Que pourrait être la semaine de travail, sans tout le gaspillage subventionné et l’irrationalité qui sont le résultat direct de cette accumulation de capital béni que les Autrichiens aiment tant ?
Il y a toujours la question de la relation supposée entre la productivité et l’augmentation des salaires ou la réduction des heures de travail. Le problème avec cet argument est que les salaires ont pratiquement cessé d’augmenter avec la productivité du travail dans les années 1970. Si le salaire minimum avait augmenté au même rythme que la productivité du travail, il serait aujourd’hui de 24 $/heure (sans parler de ce qu’il serait s’il avait augmenté au même rythme que la rémunération des PDG). Au lieu de cela, toute cette productivité accrue a servi à enrichir les capitalistes, les patrons et les propriétaires. L’affirmation de Woods sur la corrélation entre la productivité du travail et les salaires est donc doublement absurde.

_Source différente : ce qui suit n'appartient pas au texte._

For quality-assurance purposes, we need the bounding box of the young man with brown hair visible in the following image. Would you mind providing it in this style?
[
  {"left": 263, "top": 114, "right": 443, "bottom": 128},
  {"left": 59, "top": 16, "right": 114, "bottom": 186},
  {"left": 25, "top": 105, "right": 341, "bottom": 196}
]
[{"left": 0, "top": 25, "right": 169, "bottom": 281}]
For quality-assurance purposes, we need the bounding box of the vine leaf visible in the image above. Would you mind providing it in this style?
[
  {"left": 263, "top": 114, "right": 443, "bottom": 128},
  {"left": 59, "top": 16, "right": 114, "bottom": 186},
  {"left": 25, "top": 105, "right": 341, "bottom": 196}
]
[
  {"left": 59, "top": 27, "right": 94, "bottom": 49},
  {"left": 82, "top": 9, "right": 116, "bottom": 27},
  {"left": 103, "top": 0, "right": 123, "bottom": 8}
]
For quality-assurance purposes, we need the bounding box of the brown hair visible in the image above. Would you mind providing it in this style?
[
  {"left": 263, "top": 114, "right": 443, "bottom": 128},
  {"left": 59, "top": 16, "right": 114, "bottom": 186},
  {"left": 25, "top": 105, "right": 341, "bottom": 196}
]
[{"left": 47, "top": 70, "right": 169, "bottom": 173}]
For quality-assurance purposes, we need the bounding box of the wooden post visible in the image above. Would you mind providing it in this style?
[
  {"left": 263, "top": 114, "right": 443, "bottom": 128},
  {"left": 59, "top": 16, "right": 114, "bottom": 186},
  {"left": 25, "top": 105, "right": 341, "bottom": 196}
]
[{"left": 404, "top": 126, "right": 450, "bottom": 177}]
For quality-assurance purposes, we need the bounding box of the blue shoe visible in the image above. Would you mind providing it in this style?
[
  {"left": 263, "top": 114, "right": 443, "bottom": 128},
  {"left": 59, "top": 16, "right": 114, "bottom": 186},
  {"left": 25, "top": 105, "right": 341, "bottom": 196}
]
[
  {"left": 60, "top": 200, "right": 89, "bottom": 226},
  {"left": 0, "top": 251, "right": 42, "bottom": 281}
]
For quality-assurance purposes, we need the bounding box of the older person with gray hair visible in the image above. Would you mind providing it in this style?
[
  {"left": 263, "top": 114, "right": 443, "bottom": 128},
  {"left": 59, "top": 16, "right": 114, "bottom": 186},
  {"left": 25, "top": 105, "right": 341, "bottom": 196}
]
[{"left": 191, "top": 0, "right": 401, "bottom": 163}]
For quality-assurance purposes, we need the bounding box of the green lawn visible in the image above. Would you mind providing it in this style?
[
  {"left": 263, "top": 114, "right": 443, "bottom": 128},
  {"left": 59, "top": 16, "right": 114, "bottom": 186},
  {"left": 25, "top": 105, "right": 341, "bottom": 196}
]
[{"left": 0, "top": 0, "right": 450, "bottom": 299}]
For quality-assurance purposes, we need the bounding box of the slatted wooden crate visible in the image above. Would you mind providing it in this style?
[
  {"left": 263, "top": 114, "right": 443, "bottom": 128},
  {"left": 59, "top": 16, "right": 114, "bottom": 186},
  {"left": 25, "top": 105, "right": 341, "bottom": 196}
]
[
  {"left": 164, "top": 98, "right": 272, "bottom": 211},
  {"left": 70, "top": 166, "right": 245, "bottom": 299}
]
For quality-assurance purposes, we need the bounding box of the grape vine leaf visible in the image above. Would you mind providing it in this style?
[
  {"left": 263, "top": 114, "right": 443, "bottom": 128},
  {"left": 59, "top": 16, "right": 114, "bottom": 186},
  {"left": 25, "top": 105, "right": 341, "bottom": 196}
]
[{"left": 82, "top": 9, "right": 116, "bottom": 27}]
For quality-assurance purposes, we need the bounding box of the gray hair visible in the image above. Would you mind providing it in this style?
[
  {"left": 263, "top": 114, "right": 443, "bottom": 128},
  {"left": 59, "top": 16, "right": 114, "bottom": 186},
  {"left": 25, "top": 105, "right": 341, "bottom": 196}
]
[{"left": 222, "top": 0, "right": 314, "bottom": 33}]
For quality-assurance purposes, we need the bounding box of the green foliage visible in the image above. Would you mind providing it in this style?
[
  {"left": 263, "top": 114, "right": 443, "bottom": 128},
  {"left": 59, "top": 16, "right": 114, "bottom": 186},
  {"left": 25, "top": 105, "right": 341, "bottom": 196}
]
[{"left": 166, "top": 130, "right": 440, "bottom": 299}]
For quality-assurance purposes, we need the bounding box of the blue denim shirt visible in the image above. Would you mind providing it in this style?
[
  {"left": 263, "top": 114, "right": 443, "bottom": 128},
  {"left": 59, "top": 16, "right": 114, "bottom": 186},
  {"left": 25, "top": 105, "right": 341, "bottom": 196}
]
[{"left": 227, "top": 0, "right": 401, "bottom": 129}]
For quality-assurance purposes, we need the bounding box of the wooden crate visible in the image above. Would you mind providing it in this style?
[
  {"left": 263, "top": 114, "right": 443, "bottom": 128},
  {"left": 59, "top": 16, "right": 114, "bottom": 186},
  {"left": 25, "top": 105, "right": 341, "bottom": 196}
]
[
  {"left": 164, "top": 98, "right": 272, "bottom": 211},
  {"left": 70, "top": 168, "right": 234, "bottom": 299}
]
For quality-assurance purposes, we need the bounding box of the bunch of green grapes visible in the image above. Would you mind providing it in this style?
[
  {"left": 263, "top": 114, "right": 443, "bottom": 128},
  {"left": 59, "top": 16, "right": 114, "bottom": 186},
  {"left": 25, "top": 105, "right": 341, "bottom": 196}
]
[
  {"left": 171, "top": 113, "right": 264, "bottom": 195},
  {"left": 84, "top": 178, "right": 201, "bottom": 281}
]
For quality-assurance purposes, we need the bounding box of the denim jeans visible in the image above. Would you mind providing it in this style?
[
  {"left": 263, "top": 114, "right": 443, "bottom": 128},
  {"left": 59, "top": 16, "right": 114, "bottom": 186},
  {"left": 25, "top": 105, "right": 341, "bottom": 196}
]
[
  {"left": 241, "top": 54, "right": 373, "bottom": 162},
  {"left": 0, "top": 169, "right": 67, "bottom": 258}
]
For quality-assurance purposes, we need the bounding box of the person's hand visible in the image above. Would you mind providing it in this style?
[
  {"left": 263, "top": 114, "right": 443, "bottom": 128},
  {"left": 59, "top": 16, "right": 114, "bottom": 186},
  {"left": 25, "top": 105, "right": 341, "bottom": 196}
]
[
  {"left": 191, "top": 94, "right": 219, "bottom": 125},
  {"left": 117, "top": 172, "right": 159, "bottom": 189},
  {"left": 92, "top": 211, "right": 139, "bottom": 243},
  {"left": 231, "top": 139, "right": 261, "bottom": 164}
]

La chronique de Woods est typique du genre de choses que l’on voit au Mises Institute et chez Lew Rockwell. C’est une histoire juste après l’autre, qui n’a aucune relation vérifiable avec l’histoire ou la réalité empirique. Je sais que Woods, étant un Autrichien, doit croire aux axiomes a priori. Mais apparemment, il croit aussi aux faits a priori.
Quel est le motif de sa falsification constante et obsessionnelle de l’histoire ? Je n’ai guère de fenêtre sur l’âme de cet homme, mais il m’a semblé étrangement fortuit de tomber sur cette citation de David Graeber au moment même où j’écrivais ce commentaire : “…l’une des raisons pour lesquelles je passe autant de temps à réécrire le passé est que je suis convaincu qu’il est actuellement écrit de la manière dont il l’est afin de rendre presque impossible pour nous d’imaginer un avenir viable.” Ou pour emprunter une autre citation : “Qui contrôle le passé contrôle le futur.”